Say, I have a table like this (SQL Server 2008):
CREATE TABLE tbl (ID INT, dtIn DATETIME2, dtOut DATETIME2, Type INT)
INSERT tbl VALUES
(1, '05:00', '6:00', 1), -- will be removed
(2, '05:00', '7:00', 1), -- will be removed
(3, '05:01', '8:00', 1),
(4, '05:00', '8:00', 1),
(5, '05:00', '6:00', 2), -- will be removed
(6, '05:00', '7:00', 2),
(7, '05:00', '7:00', 3),
(8, '04:00', '7:00', 3)
I need to remove all records of the same 'type' (if 2 or more are found) with the same 'dtIn' for their 'type', except the one with the largest 'dtOut'. In other words, the table above should result in this:
(3, '05:01', '8:00', 1), -- no matching 'dtIn' for 'type' = 1
(4, '05:00', '8:00', 1), -- largest 'dtOut' for 'type' = 1
(6, '05:00', '7:00', 2), -- largest 'dtOut' for 'type' = 2
(7, '05:00', '7:00', 3), -- no matching 'dtIn' for 'type' = 3
(8, '04:00', '7:00', 3) -- no matching 'dtIn' for 'type' = 4
How do you even select several rows with the equal type from the same table. You can't do select * from tbl where type=type.... Anyway, I'd appreciate some help with this...
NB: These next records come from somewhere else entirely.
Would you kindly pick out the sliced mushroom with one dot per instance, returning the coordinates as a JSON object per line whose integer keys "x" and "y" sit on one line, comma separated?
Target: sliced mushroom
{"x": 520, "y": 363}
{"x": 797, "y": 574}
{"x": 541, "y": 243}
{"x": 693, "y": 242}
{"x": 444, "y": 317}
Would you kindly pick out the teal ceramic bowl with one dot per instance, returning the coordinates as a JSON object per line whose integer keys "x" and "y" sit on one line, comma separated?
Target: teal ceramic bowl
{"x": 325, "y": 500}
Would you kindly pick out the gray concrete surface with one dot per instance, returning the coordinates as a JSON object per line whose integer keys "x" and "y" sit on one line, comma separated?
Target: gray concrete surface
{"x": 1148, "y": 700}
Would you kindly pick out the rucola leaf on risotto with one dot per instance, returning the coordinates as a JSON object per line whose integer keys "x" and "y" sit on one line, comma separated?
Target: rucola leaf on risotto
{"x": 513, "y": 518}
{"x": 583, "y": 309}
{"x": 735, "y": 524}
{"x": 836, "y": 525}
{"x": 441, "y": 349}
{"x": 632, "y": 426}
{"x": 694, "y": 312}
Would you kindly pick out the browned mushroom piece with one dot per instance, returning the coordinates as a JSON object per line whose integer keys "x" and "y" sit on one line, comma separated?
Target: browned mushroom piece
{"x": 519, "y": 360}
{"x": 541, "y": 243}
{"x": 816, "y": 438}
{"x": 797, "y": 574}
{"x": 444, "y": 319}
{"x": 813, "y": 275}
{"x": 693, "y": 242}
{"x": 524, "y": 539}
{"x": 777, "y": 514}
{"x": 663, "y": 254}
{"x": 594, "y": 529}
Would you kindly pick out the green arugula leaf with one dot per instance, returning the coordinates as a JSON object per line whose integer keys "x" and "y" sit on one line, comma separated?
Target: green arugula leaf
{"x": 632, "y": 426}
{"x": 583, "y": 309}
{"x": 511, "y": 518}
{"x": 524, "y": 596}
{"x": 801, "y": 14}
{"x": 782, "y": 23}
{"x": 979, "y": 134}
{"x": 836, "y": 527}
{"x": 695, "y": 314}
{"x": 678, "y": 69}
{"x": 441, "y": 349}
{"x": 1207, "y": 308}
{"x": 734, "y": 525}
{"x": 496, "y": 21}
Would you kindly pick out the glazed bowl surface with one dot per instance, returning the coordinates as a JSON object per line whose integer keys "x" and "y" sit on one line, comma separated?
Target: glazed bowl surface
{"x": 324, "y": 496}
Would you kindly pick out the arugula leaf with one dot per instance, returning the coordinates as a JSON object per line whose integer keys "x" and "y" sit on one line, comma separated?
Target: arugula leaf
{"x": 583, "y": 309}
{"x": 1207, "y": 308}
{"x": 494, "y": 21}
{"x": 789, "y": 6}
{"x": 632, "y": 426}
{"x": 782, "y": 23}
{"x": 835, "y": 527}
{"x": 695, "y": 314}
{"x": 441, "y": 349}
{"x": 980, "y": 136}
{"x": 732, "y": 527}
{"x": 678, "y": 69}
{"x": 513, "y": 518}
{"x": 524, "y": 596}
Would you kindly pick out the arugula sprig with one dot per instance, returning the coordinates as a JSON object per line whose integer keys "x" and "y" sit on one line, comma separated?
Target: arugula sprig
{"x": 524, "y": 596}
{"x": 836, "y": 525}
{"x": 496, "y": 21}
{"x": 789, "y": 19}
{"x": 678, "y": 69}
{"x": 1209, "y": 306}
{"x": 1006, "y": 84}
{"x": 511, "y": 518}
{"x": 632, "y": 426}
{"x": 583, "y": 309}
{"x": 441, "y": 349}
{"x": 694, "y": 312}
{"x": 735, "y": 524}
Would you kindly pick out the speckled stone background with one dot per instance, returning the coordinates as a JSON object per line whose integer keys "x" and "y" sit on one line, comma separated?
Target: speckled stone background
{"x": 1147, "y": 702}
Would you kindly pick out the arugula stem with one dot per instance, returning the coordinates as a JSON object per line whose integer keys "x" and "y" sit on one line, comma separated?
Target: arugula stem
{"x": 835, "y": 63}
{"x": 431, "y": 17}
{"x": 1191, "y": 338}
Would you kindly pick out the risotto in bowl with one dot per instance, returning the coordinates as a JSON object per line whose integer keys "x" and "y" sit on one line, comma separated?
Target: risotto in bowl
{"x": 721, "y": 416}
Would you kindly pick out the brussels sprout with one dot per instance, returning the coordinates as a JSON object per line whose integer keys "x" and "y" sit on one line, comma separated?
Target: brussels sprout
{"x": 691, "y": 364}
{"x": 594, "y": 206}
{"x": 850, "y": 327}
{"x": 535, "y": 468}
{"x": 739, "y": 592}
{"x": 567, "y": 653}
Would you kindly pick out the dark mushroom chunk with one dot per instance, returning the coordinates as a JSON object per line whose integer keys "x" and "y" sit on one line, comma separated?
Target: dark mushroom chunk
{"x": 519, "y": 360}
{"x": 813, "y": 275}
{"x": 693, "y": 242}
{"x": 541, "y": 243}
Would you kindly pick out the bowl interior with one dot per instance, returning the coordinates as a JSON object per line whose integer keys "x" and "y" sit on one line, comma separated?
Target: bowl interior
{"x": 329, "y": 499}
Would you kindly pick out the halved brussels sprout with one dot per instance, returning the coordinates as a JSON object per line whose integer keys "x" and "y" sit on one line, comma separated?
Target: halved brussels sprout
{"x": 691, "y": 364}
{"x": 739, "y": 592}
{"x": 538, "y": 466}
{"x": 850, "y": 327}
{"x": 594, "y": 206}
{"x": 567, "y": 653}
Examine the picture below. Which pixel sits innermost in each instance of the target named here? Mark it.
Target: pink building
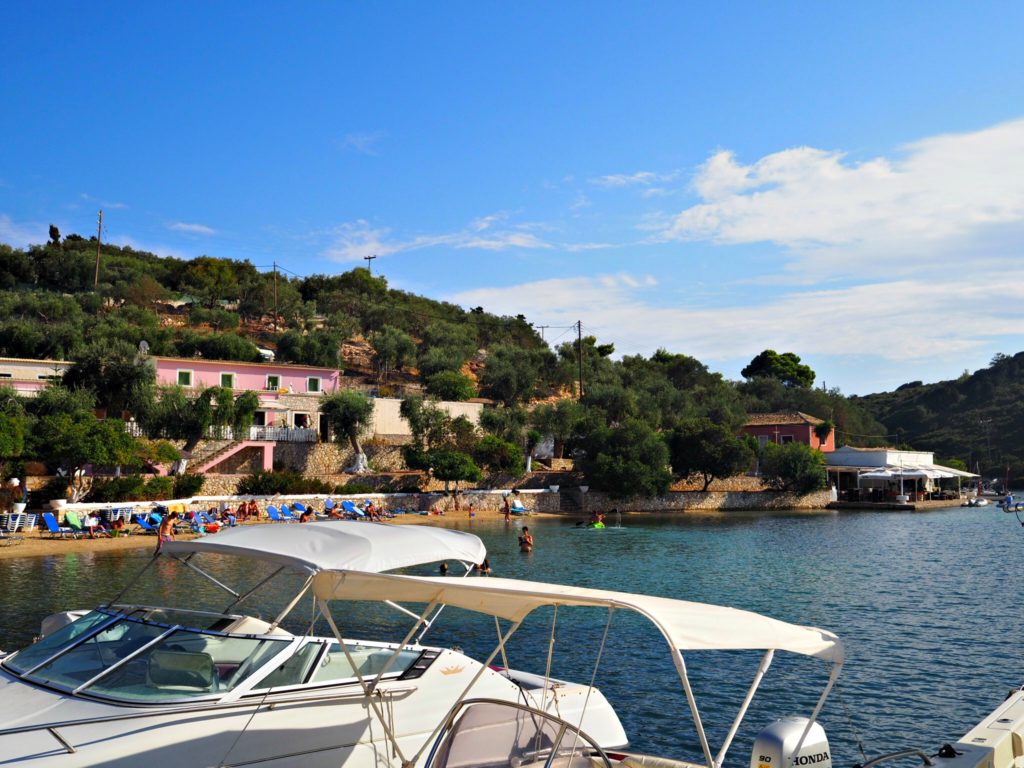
(289, 393)
(792, 427)
(29, 377)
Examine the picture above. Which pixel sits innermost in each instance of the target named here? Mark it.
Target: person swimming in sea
(525, 541)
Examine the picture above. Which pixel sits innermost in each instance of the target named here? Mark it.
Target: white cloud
(182, 226)
(20, 233)
(354, 241)
(928, 206)
(104, 204)
(640, 178)
(365, 143)
(932, 321)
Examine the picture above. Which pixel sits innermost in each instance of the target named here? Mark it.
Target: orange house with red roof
(787, 427)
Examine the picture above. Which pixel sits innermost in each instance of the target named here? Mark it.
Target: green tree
(507, 423)
(450, 385)
(786, 368)
(708, 449)
(117, 375)
(500, 456)
(627, 461)
(392, 348)
(454, 466)
(793, 466)
(175, 415)
(511, 374)
(244, 414)
(12, 431)
(560, 420)
(349, 414)
(318, 347)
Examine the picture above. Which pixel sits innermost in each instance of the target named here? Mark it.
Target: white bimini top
(338, 545)
(687, 626)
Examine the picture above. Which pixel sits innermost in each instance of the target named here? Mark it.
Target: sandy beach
(35, 544)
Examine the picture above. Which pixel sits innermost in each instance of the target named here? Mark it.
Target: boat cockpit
(140, 654)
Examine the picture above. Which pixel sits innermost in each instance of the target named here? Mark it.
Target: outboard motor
(775, 747)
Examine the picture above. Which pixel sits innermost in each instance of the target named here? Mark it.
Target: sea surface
(926, 603)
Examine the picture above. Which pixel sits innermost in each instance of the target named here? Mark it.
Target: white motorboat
(129, 683)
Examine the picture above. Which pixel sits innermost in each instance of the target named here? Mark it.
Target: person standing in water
(525, 541)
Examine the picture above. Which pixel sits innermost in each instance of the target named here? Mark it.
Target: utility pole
(275, 297)
(580, 353)
(99, 238)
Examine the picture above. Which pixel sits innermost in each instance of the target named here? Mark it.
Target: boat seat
(172, 670)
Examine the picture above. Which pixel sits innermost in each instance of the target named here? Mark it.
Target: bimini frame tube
(762, 669)
(485, 666)
(370, 689)
(677, 659)
(295, 601)
(833, 677)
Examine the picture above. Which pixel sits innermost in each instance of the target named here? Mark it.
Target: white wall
(387, 421)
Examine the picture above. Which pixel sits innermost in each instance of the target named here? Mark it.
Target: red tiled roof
(770, 420)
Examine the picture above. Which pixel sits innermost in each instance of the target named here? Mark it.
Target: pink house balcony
(257, 377)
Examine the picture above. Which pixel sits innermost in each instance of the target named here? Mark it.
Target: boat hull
(328, 726)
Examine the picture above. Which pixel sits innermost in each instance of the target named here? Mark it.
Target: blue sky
(844, 181)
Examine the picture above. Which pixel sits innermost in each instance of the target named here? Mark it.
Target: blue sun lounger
(55, 529)
(352, 509)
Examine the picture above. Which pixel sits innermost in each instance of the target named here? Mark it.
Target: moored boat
(128, 683)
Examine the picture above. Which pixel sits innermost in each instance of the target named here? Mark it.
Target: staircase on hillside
(220, 450)
(567, 502)
(206, 450)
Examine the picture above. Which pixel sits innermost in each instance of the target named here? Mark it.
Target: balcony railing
(276, 434)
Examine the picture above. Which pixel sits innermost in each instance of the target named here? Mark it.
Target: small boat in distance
(128, 684)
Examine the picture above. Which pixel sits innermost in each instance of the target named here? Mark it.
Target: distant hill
(978, 418)
(53, 306)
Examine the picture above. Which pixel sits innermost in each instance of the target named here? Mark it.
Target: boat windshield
(485, 733)
(133, 658)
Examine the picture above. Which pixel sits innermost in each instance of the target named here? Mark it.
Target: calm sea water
(926, 604)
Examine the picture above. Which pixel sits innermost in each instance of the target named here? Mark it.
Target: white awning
(339, 544)
(687, 626)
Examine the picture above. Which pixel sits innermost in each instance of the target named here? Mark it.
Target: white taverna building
(884, 474)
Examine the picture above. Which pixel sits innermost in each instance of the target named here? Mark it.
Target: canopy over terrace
(314, 547)
(855, 469)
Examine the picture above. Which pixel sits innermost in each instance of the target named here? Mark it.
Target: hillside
(638, 417)
(978, 418)
(220, 308)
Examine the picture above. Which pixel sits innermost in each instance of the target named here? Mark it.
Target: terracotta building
(791, 427)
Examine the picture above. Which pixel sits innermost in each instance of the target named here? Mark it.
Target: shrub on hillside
(451, 385)
(354, 487)
(794, 466)
(499, 455)
(131, 488)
Here's one way to select the rows you want to delete:
SELECT *
FROM tbl T1
WHERE EXISTS
(
SELECT *
FROM tbl T2
WHERE T1.Type = T2.Type
AND T1.dtIn = T2.dtIn
AND (
T1.dtOut < T2.dtOut
OR (T1.dtOut = T2.dtOut AND T1.id < T2.id)
)
)
This query can also be easily changed to actually delete the rows. Just change SELECT *
to DELETE T1
. But please do test that it does what you want before actually running the delete statement.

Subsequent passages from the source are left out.